In the case where the dummy film 131 is the SBT film, an amorphous
film is deposited on the ferroelectric film 122 by a solution
application method such as sol-gel method using alkoxide including
Sr and Ta and acetic acid Bi hydrate, or MOD method using a
carboxylic acid metallic salt. After the amorphous film desiccates,
crystallization annealing is performed in oxygen atmosphere by a
process such as RTO. In this case, it is also possible to repeat
the application, desiccation, and crystallization annealing
process. In the case where the dummy film 131 is a dielectric film
such as SiO.sub.2 or TiO.sub.2, it is possible to form the dummy
film 131 by solution application method such as sol-gel method or
MOD method, solution dipping method, sputtering method such as bias
sputtering method, CVD method such as mist CVD method, evaporation
method or the like. Similarly, it is possible to form the dummy
film 131 by these methods in the case where the dummy film 131 is
the ferroelectric film. In the case where the dummy film 131 is
deposited by solution application method, solution dipping method,
or bias sputtering method, the dummy film 131 having a flat surface
is deposited. The mean roughness (Ra) of the irregularities on the
surface of the dummy film 131 is about a few nm which is 5 nm or
less. This value is smaller than the mean roughness of the
irregularities on the surface of an MOCVD film.
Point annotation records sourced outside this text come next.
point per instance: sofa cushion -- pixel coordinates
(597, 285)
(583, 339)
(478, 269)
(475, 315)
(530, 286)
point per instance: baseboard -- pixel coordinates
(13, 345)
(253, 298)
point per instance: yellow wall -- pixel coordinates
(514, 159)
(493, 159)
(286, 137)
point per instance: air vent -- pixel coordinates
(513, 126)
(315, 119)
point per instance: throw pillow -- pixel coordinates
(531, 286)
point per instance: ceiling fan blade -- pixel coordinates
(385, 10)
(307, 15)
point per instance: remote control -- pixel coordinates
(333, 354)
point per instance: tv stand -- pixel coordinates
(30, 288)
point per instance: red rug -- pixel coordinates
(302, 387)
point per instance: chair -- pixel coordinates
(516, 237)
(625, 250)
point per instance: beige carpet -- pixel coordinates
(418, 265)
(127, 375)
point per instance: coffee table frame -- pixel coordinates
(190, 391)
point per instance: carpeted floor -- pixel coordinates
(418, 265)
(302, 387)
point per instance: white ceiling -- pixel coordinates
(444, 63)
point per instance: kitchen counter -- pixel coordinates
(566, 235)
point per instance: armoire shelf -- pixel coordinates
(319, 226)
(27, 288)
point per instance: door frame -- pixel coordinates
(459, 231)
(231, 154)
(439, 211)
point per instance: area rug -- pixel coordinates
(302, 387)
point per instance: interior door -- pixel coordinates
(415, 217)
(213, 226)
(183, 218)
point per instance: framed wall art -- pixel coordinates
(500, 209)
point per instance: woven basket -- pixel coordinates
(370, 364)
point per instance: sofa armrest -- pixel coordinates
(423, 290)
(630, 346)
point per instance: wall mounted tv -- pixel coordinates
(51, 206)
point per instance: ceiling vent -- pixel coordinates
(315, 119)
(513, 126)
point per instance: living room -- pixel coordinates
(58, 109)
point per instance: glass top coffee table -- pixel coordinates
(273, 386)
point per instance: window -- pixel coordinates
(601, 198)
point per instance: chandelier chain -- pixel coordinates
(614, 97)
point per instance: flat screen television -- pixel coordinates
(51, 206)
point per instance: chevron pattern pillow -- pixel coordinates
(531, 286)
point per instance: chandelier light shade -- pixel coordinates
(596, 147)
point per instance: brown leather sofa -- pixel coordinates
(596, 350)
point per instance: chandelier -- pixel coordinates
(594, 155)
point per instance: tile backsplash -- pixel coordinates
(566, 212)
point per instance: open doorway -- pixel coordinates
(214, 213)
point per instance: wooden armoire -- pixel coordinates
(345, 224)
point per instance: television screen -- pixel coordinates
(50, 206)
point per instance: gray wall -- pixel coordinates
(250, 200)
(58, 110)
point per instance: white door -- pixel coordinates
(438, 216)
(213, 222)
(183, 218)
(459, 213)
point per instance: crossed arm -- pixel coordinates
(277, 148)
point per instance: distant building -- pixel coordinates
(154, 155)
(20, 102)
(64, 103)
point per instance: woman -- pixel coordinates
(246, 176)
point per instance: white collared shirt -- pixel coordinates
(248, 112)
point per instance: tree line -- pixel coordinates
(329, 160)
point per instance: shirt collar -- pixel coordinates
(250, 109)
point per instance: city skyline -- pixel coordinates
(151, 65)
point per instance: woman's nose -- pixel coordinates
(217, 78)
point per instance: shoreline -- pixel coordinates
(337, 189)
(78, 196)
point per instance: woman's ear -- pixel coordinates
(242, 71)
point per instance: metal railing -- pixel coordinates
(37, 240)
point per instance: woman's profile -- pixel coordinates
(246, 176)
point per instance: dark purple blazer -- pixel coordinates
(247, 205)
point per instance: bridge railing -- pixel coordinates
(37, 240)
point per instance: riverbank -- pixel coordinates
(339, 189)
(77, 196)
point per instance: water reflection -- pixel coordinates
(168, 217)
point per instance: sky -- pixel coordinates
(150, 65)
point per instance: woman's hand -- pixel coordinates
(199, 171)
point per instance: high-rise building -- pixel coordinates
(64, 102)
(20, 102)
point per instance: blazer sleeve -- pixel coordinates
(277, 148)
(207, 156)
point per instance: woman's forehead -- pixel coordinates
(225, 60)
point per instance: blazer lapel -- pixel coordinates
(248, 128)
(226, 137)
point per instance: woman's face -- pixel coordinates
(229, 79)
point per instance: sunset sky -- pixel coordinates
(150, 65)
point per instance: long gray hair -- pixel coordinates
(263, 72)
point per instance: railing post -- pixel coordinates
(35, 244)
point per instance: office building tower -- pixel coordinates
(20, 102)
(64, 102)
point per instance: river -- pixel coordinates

[0066] Subsequently, etch-back or polishing is performed to the
dummy film 131 by a technique of the RIE, CMP or the like, so as to
expose the ferroelectric film 122 on the surface of the substrate
101. In the case of using the RIE, a selection ratio between the
ferroelectric film 122 and the dummy film 131 is reduced to perform
the etch-back evenly over the entire surface, by the methods such
as setting the temperature between 200 to 300.degree. C., using a
chlorine or fluorine gas, and applying a bias voltage, so that the
Ra of the surface (exposed surface) of the ferroelectric film 122
becomes 5 nm or less. In the case of using the CMP, the
ferroelectric film 122 is exposed on the surface of the substrate
101 by planarizing the surface of the dummy film 131, so as to set
the Ra of the surface (exposed surface) of the ferroelectric film
122 at 5 nm or less. In these planarizing processes, the
ferroelectric film 122 is exposed to improve capacitor
characteristics. However, if the deterioration of the capacitor
characteristics is within an allowable range, the dummy film 131
may remain on a part of the ferroelectric film 122. It is also
possible, after the planarizing process, to perform the annealing
process for the purpose of recovering from crystal structure damage
on the ferroelectric film surface caused in the planarizing
process. For example, it is possible to restore the perovskite
structure which has become defective, by an RTO process at
600.degree. C.
[0067] The following description will describe details and
variations of the upper electrode film 123.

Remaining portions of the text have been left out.